Outros resíduos orgânicos produzidos em Porto Alegre fazem um trajeto diferente antes de chegar ao Transbordo: são colocados pela população em contêineres e depois recolhidos pela Coleta Automatizada de Resíduos Orgânicos e Rejeito. Diferentemente da ‘Porta a Porta’, na Coleta Automatizada a população descarta os resíduos em um dos 2.400 contêineres cinzas que estão espalhados em 19 regiões mais centrais da Capital.

Os contêineres cinzas estão espalhados em 19 regiões mais centrais da Capital. Foto: Luiza Castro/Sul21

Atualmente, o serviço atende totalmente os bairros Auxiliadora, Bom Fim, Bela Vista, Centro Histórico, Cidade Baixa, Farroupilha, Independência, Moinhos de Vento, Mont’Serrat, Praia de Belas e Rio Branco. Já os bairros Azenha, Floresta, Higienópolis, Petrópolis, Menino Deus, Santa Cecília, Santana e São João são regiões onde a Coleta Automatizada funciona de modo parcial, estando presente em determinadas ruas.

Esta modalidade de coleta é realizada pelas terceirizadas Conesul Soluções Ambientais LTDA. e Transportes RN Freitas LTDA. Segundo o Diretor-geral do DMLU, este serviço é prestado por duas empresas devido a “uma questão de território da cidade e de momento de implantação desse sistema de coleta”.

Embora sejam destinados exclusivamente para resíduos orgânicos e rejeitos, os contêineres cinzas, assim como a Coleta Domiciliar, recebem diariamente materiais que não deveriam ser descartados neles pela população. Por isso, é comum que dentro dos contêineres uma cena se repita: sacos plásticos contendo restos de comida, lixos de banheiro ou outros resíduos orgânicos misturados a embalagens plásticas, restos de móveis, papéis, copos plásticos ou de isopor e diversos outros itens que deveriam ser destinados à Coleta Seletiva.

Resíduos recicláveis são descartados incorretamente em Porto Alegre. Foto: Luiza Castro/Sul21

Ao serem descartados incorretamente nos contêineres, esses resíduos acabam recolhidos pela Coleta Automatizada vão parar direto no Transbordo.

Transbordo

Localizada em uma área de 18 hectares no bairro Lomba do Pinheiro, a Estação de Transbordo funciona como uma parada provisória para todos os resíduos que são recolhidos pelas coletas domiciliares, gerados por algumas empresas privadas, rejeitos das unidades de triagem conveniadas ao DMLU e derivados de limpeza pública.

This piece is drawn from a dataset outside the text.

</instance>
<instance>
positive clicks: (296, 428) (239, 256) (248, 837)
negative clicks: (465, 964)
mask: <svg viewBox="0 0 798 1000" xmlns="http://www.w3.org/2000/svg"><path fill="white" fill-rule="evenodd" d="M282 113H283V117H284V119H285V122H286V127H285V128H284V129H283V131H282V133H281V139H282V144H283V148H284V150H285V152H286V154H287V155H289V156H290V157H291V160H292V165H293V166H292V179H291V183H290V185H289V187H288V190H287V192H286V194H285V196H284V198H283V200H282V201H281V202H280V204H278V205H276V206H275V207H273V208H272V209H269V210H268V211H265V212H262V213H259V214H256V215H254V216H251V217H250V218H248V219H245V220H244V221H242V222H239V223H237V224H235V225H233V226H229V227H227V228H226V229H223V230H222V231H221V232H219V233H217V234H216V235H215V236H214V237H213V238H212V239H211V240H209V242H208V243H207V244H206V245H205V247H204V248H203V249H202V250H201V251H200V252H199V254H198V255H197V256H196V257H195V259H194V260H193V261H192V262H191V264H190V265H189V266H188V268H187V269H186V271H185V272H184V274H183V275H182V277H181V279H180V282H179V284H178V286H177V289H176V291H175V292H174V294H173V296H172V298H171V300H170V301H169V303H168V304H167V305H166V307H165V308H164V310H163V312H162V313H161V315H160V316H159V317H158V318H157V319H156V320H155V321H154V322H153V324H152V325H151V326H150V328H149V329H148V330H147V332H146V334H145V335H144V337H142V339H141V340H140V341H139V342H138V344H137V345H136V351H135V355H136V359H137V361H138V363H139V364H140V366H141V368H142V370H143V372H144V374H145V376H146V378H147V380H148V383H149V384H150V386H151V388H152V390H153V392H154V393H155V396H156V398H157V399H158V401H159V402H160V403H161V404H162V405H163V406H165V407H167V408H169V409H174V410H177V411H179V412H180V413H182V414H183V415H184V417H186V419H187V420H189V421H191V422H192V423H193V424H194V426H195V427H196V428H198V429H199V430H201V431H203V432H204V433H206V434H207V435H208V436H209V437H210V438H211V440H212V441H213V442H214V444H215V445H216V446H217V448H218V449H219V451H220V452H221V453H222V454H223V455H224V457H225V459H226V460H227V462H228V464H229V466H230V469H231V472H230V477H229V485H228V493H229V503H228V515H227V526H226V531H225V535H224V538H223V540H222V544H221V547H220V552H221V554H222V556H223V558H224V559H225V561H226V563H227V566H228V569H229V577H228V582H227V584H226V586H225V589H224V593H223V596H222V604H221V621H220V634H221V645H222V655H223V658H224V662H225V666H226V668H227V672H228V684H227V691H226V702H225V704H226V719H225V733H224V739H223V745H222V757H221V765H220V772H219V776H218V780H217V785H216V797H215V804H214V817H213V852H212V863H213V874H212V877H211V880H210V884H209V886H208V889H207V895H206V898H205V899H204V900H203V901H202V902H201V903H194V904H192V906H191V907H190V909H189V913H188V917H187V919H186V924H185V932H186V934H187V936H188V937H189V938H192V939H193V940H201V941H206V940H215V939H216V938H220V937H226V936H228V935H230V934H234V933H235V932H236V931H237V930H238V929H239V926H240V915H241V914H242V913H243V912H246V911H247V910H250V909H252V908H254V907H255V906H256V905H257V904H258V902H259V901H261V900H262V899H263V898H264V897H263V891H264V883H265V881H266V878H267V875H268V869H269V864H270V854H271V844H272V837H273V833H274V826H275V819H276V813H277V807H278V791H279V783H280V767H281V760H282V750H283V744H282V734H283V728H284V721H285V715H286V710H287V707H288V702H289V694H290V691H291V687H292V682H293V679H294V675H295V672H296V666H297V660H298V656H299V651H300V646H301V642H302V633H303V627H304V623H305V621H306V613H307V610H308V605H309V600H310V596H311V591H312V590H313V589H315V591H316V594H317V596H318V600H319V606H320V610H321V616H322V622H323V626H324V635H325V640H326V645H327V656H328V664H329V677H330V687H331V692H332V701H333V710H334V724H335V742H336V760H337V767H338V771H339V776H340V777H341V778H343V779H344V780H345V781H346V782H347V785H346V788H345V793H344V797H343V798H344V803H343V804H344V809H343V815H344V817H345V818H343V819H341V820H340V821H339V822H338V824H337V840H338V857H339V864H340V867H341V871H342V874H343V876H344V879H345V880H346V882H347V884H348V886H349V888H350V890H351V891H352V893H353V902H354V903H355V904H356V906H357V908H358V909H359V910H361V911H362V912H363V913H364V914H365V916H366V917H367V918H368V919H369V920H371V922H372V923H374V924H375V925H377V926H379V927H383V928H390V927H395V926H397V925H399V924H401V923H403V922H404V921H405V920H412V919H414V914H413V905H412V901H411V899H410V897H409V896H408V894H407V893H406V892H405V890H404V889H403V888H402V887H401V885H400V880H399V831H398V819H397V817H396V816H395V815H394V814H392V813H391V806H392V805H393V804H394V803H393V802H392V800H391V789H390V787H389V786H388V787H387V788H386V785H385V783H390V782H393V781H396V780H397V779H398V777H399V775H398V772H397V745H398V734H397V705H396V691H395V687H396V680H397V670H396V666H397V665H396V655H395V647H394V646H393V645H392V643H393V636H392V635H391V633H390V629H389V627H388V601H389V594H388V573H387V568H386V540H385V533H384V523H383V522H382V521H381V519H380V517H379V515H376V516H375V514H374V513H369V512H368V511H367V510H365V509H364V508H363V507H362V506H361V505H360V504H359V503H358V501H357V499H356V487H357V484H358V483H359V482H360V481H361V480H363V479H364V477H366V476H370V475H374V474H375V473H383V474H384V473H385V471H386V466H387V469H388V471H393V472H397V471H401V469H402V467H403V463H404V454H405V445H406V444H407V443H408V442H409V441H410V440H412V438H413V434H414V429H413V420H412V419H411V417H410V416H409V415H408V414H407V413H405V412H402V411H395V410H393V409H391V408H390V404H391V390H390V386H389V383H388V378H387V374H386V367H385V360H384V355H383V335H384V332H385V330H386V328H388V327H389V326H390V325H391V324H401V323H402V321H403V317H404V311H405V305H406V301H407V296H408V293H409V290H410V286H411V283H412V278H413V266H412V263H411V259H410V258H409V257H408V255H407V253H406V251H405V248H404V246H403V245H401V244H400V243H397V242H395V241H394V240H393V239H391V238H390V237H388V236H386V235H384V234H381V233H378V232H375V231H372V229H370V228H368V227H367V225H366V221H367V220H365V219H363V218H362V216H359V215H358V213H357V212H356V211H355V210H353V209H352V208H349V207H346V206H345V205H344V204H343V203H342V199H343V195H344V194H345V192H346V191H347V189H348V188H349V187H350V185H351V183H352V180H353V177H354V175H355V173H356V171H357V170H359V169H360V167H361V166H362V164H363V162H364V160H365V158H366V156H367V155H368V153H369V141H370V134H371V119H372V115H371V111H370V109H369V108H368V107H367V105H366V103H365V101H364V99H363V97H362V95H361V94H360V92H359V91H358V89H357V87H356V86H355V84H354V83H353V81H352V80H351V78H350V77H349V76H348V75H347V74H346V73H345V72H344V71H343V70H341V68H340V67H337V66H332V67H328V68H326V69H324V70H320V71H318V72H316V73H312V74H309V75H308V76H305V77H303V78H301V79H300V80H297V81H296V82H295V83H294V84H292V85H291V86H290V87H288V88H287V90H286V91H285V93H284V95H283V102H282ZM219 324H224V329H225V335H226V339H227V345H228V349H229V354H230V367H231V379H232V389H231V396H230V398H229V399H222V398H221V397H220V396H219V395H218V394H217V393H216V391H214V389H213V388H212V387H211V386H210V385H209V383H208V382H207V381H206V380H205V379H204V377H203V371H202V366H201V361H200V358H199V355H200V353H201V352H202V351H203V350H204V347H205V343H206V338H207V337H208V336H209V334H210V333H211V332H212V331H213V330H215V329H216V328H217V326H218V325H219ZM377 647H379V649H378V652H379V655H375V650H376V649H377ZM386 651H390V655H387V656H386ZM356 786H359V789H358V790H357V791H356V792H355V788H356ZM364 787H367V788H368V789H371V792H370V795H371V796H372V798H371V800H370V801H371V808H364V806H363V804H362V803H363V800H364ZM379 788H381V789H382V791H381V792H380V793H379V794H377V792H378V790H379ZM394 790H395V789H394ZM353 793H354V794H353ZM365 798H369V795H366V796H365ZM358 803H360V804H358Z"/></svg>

Ali, caminhões de diversos portes depositam os resíduos em uma espécie de pátio ao ar livre, formando montes de materiais de todos os tipos. “Existem diversos tipos de resíduos que recebemos aqui. Cerca de 60% é da Coleta Domiciliar, tanto a Porta a Porta quanto a Automatizada; em torno de 25% a 30% é de Coleta de Focos, que são aquelas feitas em locais onde usualmente as pessoas ou as empresas descartam resíduos de maneira irregular”, explica o engenheiro do DMLU José Linck Barbosa.

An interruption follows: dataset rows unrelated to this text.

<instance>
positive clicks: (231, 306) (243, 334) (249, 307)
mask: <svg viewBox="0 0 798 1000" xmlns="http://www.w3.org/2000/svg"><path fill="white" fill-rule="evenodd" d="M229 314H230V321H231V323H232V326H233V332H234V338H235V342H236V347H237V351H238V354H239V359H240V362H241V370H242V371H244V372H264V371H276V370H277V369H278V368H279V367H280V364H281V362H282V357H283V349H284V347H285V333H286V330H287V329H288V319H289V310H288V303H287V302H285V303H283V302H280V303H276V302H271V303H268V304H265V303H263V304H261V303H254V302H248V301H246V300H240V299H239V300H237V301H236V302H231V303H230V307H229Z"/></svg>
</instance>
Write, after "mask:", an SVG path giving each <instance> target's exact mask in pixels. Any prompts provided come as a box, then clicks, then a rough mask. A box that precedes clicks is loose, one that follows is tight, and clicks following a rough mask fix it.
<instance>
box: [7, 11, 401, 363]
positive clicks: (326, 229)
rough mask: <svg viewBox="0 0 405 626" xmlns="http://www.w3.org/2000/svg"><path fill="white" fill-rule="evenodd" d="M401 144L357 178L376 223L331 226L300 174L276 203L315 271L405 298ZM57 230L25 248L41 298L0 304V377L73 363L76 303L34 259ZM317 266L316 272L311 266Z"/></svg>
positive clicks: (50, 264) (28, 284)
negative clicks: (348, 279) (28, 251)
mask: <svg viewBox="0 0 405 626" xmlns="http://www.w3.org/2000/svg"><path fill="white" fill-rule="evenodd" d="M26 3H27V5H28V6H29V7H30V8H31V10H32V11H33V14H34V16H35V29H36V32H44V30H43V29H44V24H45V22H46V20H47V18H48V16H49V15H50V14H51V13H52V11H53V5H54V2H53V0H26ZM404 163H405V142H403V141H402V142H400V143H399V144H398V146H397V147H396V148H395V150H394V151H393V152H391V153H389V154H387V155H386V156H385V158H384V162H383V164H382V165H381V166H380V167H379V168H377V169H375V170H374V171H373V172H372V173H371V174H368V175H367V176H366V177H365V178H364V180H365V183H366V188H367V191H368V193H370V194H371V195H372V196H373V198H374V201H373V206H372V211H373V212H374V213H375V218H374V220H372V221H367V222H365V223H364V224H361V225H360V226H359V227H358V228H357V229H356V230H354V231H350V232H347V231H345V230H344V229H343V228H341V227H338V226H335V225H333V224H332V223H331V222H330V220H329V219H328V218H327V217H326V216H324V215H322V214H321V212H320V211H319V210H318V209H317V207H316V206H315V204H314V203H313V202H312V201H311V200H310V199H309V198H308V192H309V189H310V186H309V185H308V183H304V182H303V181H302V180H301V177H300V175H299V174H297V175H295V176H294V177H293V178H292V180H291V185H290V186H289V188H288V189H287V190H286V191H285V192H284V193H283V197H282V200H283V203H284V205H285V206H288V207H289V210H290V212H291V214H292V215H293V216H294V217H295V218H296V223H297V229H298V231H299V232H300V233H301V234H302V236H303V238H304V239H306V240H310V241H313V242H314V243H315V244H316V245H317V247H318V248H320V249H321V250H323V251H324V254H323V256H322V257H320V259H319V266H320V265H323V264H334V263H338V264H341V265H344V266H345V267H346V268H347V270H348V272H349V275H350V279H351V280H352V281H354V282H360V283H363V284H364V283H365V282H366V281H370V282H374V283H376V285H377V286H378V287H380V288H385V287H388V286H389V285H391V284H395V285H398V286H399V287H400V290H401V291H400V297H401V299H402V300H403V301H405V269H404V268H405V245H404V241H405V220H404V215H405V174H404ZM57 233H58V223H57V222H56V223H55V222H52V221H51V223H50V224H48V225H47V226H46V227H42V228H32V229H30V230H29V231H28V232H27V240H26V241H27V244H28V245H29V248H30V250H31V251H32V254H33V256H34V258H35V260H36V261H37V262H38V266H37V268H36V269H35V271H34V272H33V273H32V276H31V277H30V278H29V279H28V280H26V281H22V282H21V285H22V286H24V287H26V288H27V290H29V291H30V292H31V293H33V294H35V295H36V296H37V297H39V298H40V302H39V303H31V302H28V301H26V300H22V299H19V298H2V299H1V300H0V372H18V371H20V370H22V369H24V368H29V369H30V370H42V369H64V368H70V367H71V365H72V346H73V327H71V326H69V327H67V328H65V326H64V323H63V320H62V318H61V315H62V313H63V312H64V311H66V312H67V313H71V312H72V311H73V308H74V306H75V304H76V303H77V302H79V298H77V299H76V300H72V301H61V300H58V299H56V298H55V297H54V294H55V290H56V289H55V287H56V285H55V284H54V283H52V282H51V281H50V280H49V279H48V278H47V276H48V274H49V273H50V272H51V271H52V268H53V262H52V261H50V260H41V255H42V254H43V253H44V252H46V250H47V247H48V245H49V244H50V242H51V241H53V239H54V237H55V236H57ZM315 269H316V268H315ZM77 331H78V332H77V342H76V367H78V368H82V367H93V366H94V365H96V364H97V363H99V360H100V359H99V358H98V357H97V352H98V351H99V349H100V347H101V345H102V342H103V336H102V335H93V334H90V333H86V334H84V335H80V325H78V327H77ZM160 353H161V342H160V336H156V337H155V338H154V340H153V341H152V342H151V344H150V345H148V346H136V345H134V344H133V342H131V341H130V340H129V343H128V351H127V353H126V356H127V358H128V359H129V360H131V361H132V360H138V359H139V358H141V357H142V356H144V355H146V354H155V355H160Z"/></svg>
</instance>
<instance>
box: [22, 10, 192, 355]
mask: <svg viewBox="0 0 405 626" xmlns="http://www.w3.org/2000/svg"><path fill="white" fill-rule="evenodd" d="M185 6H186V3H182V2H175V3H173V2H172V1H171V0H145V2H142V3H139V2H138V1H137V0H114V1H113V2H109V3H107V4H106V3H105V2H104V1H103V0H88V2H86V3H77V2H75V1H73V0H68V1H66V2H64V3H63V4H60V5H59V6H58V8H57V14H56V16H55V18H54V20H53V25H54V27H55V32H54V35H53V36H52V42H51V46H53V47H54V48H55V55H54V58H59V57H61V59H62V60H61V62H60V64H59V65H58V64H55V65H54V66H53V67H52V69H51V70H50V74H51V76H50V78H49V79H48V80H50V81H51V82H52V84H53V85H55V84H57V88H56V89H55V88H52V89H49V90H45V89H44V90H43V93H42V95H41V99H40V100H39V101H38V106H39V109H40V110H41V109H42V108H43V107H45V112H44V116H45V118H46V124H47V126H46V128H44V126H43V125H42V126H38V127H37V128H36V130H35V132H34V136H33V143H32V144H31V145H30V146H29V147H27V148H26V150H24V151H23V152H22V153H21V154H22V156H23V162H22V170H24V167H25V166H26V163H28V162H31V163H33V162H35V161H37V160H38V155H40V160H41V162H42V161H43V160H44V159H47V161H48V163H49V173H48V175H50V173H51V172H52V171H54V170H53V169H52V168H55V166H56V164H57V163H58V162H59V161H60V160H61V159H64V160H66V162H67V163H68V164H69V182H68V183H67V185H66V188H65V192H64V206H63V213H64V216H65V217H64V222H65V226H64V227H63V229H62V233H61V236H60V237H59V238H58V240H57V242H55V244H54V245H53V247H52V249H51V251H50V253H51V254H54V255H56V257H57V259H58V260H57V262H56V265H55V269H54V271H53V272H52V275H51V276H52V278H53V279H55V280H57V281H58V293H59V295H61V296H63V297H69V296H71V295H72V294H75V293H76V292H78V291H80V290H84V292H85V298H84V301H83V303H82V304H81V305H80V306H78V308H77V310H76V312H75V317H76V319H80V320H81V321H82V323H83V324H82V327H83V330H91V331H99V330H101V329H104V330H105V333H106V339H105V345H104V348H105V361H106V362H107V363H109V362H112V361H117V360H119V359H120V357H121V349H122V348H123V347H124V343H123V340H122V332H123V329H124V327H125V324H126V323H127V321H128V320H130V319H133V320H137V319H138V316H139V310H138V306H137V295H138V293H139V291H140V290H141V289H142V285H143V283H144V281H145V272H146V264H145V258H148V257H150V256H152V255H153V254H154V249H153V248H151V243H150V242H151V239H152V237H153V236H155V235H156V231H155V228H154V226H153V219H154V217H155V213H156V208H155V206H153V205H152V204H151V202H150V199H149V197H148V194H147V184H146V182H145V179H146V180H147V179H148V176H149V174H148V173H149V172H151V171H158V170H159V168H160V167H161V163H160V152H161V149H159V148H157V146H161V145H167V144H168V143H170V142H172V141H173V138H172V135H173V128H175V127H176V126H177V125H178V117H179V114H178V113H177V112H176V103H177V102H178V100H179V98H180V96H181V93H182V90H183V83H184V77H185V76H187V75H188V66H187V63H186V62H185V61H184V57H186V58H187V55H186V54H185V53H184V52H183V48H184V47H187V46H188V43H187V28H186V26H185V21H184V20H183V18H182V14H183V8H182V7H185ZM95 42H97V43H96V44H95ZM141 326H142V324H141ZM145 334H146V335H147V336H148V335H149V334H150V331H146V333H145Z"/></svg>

Além dos resíduos mencionados por Barbosa, o Transbordo também recebe os rejeitos das Unidades de Destino Certo, como restos de móveis e colchões, por exemplo, e os resíduos largados pela população nas lixeiras laranjas que estão espalhadas por toda a Capital, que são recolhidos pela equipe da varrição da empresa Cootravipa, terceirizada pela Prefeitura para a limpeza pública, e levados à Estação de Transbordo pelas empresas contratadas para o serviço de recolhimento dos resíduos públicos. Há ainda, um percentual de resíduos levados ao Transbordo por empresas privadas cadastradas na Equipe de Resíduos Especiais do Dmlu, habilitadas a descarregar diretamente no local.

Na Estação de Transbordo, caminhões de diversos portes depositam os resíduos em uma espécie de pátio ao ar livre. Foto: Giulia Cassol/Sul21

Atualmente, a Estação de Transbordo funciona praticamente 24 horas por dia, das 7h da manhã de segunda-feira até às 5 horas da manhã de domingo, tendo cerca de nove funcionários por turno. O DMLU é o órgão responsável por algumas partes da Estação, como a gestão da balança que mede cada caminhão que entra no local e outras tarefas de administração. Ao todo, 10 apontadores atuam no local, anotando os dados do material que entra e sai, enquanto cinco servidores do DMLU fazem o serviço administrativo e outros sete fazem a manutenção da área.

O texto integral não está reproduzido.